6acd1b7e · Frederic Bastien · 2091dc3d · 6acd1b7e
--- a/theano/gpuarray/multinomial.py
+++ b/theano/gpuarray/multinomial.py
@@ -318,8 +318,8 @@ KERNEL void k_multi_warp_multinomial_wor(
            // No need to renormalize after the last samples.
            if (c == (n_samples - 1))
                break;
-            // renormalize the multinomial
+            // parallel renormalize the multinomial
-            for (ga_int k = 0; k < nb_outcomes; ++k)
+            for (ga_int k = LID_1; k < nb_outcomes; k+=LDIM_1)
            {
                global_pvals_copy[k * pvals_col_stride + n * pvals_row_stride] /= cummul;
            }
@@ -442,7 +442,18 @@ KERNEL void k_multi_warp_multinomial_wor(
        args[9] = (void*)&strides[3];
        args[10] = (void*)&strides[4];
-        err = GpuKernel_call(&%(kname)s, 1, &nb_threads, &nb_blocks, 0, args);
+        size_t nb_threads2[2], nb_blocks2[2];
+        nb_threads2[0] = nb_threads;
+        nb_threads2[1] = 1;
+        // If we can't schedule enough threads parallelize the renormalization.
+        // I do this because we don't always use those extra threads.
+        if (nb_threads * nb_blocks < 2048)

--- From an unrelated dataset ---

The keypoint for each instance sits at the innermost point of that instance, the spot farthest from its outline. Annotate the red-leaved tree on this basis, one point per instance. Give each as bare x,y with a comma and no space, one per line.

+            nb_threads2[1] = 1024 / nb_threads;
+        nb_blocks2[0] = nb_blocks;
+        nb_blocks2[1] = 1;
+        err = GpuKernel_call(&%(kname)s, 2, nb_threads2, nb_blocks2, 0, args);
        if (err != GA_NO_ERROR) {
           PyErr_Format(
                PyExc_RuntimeError,
@@ -458,7 +469,7 @@ KERNEL void k_multi_warp_multinomial_wor(
        return s
    def c_code_cache_version(self):
-        return (2,)
+        return (3,)
 @register_opt('fast_compile')